Mom sent me a sympathetic smile that faded as she studied the ring.
“Well,” Grandma elbowed me aside and peered over Mom’s shoulder. “It’s fake, isn’t it?”
“I think it’s authentic.” Mom’s eyes moved from the ring to me and back.
I grinned. “Put it on. You can have it.”
Mom slipped it into her pocket instead.
My treasure was real. The police verified the value of the ring then held it at the stationhouse for ninety days. When no one came to claim it, they returned it to my mom. She wore it on her left hand, a replacement for the engagement ring she’d lost giving me a bath when I was a baby. As eldest daughter, I now had part in the special symbol of my parents’ love the ring represented.
The ring stayed on my mom’s finger as I grew older, a silent witness to my high school plays, graduation, college years, and wedding. An ever-present reminder of the walk I’d been too bored to appreciate.
One summer day, I trailed Mom into the assisted living facility where Grandma had moved. Of the three of us, I now lived far away, nearly six hundred miles.
“Coming will mean a lot to her.” Mom led the way to her room.
Grandma opened the door before we knocked. We laughed and hugged, smiles splitting my soft face and Grandma’s parchment-like skin.
“Let’s walk outside.” Grandma coughed, a subtle reminder of her emphysema. “You get old sitting around a place like this.”
Her back hunched forward with age this time, rather than mine hunching with cold. She limped slightly and tugged the neckline of her shirt even though it wasn’t hot. “My neighbor next door’s moving into a nursing home next week.”
Grandma looked at me and waited. Was I supposed to say something? Respond to her gossip in one way or another?
“I’m sorry to hear that,” Mom answered. I mouthed Mom a “thanks.” “What about your neighbor on the other side, Florence?”

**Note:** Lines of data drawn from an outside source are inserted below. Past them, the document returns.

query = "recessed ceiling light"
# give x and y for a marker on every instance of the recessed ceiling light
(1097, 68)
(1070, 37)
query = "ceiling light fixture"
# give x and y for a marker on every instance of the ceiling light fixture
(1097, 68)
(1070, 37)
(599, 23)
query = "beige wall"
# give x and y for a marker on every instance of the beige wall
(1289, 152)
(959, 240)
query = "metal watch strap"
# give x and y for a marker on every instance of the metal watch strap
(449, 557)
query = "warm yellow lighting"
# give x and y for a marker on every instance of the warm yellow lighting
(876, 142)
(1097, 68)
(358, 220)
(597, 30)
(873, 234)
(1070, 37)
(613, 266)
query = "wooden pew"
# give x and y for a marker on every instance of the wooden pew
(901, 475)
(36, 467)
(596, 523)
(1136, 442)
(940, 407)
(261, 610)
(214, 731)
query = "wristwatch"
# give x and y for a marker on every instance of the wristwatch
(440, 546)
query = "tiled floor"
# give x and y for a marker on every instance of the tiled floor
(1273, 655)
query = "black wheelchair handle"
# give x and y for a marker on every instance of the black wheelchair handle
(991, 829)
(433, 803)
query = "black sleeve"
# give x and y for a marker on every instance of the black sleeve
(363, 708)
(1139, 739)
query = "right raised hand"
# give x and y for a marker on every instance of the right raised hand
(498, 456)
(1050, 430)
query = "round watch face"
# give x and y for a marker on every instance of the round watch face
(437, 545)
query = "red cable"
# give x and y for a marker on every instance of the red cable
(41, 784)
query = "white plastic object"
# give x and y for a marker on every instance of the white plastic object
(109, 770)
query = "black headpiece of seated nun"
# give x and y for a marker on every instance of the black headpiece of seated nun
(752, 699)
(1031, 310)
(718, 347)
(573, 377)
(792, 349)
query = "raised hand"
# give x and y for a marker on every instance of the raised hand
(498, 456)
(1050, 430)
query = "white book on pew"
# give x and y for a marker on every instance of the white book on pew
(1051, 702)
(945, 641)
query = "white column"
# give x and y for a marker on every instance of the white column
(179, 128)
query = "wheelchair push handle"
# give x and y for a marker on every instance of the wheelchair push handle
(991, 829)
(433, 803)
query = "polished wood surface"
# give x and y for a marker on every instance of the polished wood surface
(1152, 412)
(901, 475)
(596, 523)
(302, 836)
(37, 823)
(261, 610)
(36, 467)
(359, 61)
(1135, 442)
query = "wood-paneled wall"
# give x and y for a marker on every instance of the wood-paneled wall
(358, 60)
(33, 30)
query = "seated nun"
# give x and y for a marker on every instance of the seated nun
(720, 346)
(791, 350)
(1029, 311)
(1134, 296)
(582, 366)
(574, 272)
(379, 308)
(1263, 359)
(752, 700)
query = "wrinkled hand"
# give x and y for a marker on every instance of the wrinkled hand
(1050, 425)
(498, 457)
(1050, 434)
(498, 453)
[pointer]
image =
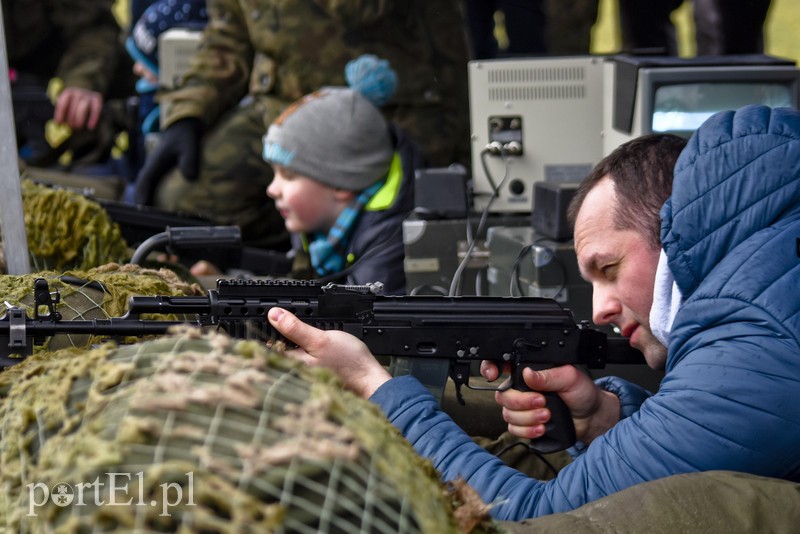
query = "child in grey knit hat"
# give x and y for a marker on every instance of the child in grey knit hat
(340, 183)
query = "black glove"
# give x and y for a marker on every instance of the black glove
(178, 145)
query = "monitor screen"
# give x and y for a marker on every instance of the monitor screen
(683, 107)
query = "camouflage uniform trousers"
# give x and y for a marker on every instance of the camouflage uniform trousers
(231, 186)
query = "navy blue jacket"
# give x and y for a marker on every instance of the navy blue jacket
(731, 231)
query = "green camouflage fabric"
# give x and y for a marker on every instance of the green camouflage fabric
(98, 293)
(274, 52)
(202, 433)
(78, 41)
(66, 230)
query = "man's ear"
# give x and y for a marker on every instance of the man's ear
(344, 195)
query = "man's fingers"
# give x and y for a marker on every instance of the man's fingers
(292, 328)
(554, 379)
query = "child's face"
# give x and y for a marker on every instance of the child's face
(141, 70)
(305, 204)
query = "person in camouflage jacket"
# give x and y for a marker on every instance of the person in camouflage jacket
(78, 41)
(258, 56)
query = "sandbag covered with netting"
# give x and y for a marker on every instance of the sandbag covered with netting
(204, 433)
(99, 293)
(66, 230)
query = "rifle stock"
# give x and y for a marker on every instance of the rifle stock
(520, 331)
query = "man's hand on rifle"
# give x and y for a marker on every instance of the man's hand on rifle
(593, 409)
(344, 354)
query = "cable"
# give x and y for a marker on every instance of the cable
(515, 282)
(510, 446)
(455, 285)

“Florence. Well, her son . . .”
I let Grandma’s words flow over me, the idle chatter bringing back memories of that long ago day, and I noticed how Grandma now struggled to walk a fraction of the distance she had once trekked daily.

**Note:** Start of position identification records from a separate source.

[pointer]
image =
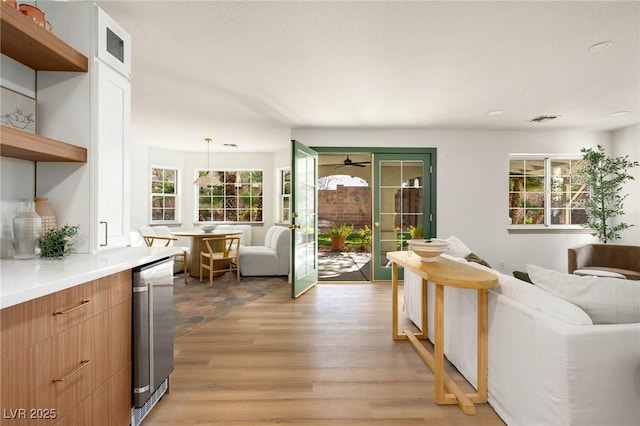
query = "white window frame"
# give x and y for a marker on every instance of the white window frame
(196, 197)
(177, 216)
(546, 225)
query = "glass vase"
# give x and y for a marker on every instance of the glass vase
(27, 229)
(46, 213)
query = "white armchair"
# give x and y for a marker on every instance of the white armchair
(271, 259)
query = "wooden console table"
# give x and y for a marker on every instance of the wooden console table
(445, 272)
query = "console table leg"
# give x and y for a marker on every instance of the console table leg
(438, 347)
(483, 323)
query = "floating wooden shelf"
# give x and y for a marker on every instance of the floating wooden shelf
(28, 43)
(27, 146)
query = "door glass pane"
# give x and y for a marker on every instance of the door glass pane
(401, 204)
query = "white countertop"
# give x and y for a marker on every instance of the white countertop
(23, 280)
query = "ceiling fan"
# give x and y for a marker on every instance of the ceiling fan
(349, 163)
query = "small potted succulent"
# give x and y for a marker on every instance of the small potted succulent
(339, 234)
(56, 242)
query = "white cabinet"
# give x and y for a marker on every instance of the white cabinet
(112, 108)
(90, 110)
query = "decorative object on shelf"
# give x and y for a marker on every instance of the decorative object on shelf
(208, 179)
(428, 250)
(27, 228)
(17, 110)
(35, 14)
(56, 242)
(47, 215)
(339, 234)
(416, 232)
(605, 177)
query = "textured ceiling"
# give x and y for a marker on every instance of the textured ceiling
(246, 73)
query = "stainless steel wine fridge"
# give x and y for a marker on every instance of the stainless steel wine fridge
(152, 335)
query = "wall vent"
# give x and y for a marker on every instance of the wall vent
(543, 118)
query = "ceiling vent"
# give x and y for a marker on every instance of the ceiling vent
(543, 118)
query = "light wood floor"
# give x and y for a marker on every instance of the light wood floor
(324, 359)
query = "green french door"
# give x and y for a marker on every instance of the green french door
(404, 200)
(304, 220)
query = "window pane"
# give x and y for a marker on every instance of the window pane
(527, 179)
(163, 194)
(233, 199)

We passed an elderly lady sitting in her wheelchair. “Her grandson’s a musician. Lives all the way in New York City.” Grandma took my hand and held it. “Doesn’t come to visit, though.”
Wanting to share the moment with Mom as well, I glanced her way. Her ring, a treasure cherished for two decades, caught my eye as it glinted in the evening sun. I slipped my hand into my mom’s and felt the worn band press against my skin.
Three mothers, three daughters, hand in hand. A different kind of treasure. One I hadn’t understood on our first walk but understood too well this time.
The value of the moment wasn’t in the gossip, the pace of the walk, the location, the weather, or even the ring. The value was in all of them. In the time spent with my mother and her mother.
The treasure was the memories.
A summa cum laude graduate with an English Education degree, Naomi Rawlings has been writing inspirational romance for over two years. Her latest completed manuscript, Her Journey’s End, recently finaled in the 2011 Genesis Contest. Naomi lives in Michigan’s rugged Upper Peninsula with her two young boys and her wonderful husband, who pastors a small church.


  1. Beautiful. You brought a tear to my eye Naomi.

  2. A tender, lovely memory, yes, and absolutely a treasure, Naomi. Thanks for posting this.

  3. this is simply beautiful, Naomi!